To say the Education Edubots at Northeastern State University began as underdogs is an understatement.
They were an all-female team of four teacher candidates in a college world championship robotics competition against multi-membered teams like the PR Institute of Robotics in Puerto Rico, the New York Institute of Technology, North American Robotics in Philadelphia, and the Technical and Vocational Training Corporation in Saudi Arabia, to name a few.
The 2013 VEX Robotics College Challenge World Championship held in Anaheim, Calif., two months ago was a gathering of top robotics teams from around the globe that pitted the future’s best scientists and engineers against one another in designing and constructing robots on site to accomplish tasks like placing a bean bag in a goal.
The Northeastern State University College of Education Edubots team of Wilburton junior Laura Myers, Cushing junior Megan Bloom, Westville junior Tandy Morris and Afton junior Savanna Atchison came together as a collaborating group in January. They began constructing their first robot and qualified for the Vex Robotics championship in February, and by the April event, had earned the competition’s Judges’ Trophy while finishing 44th in a field of 52 teams.
Aside from being the only education majors in the competition, NSU’s Edubots team was facing teams that included 15 or more members made up of male and female engineering or science majors who played specific roles, said Myers.
“This was our way, as teacher education majors, to stand up and let the world know that we’re not afraid of a challenge. Robotics is something education majors don’t normally do. We stepped outside of our comfort zone,” said Myers. “It was a great way to gain experience and knowledge. That experience will be something we can take back to our classrooms to teach students why it’s important to experience new risks and learn new things.”
The NSU Robotics in Education program was started in November 2012, and the College of Education curriculum will make it possible for teacher candidates to learn how they can apply robotics in the classroom. The NSU College of Education robotics students will visit area schools to observe the use of robot technology in classrooms and study how it can be incorporated into daily lesson planning.
Educational Foundation Leadership Instructor and Faculty Adviser Barbara Fuller said the program collaborated with the Cherokee Nation and Sequoyah High School Robotics Instructor Dr. Calvin Cole to get the Edubots team up and running.
“We’re always looking for new ways to incorporate technology into the classroom. It’s really has the students’ interests,” said Fuller.
“We made the goal to put this into our program. This fall, every single teacher candidate is going to graduate knowing how to implement robotics into their classroom, no matter what they’re teaching.”
The NSU Edubots team qualified for the international competition at the VEX Robotics Regional event hosted by Sequoyah Schools. Fuller said the inclusion of robotics in a classroom will foster critical thinking, problem solving, teamwork and leadership. Robotics presents a learning experience that will benefit everyone.
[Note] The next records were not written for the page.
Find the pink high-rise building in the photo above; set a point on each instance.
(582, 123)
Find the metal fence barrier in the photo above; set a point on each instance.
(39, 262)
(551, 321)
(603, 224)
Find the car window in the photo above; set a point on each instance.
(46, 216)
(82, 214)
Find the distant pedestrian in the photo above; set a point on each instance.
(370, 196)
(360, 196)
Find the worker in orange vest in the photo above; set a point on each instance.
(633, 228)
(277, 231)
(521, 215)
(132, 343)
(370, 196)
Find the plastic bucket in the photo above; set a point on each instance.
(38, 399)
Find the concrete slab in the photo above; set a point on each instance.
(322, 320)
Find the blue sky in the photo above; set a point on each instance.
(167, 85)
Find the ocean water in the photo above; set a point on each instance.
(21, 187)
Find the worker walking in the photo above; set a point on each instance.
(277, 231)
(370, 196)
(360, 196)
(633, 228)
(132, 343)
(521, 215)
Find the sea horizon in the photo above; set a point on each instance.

“When you think about robotics, you do think about mathematics, and you do think about engineering. It’s easy to forget, but if you look at robotics in the right light, you can see that everyone can do it. It’s easy to be intimidated by it,” said Fuller.
“One of the greatest things that came out this experience was everyone on the team has a different major, and they all found a way to work robotics into their current focus of study. It’s just a testament that it’s not just about engineering or mathematics. It’s really about learning to use those critical thinking and problem solving skills. Anybody can do it.”
Atchison said the team visited a group of students at Heritage Elementary to introduce robotics to the kids, and the results were eye-opening. The students were placed on teams, given tools, and had two working robots and two broken robots to use for the hands-on learning experience. The goal was to fix the broken robots.
“We didn’t know what to expect,” said Atchison.
“We wanted to see if the kids could use critical-thinking skills to figure out how to fix the problem It was amazing to see the difference in how our minds work in seeing a way to solve a problem and seeing how their minds work. Within the hour, they had fixed the problem.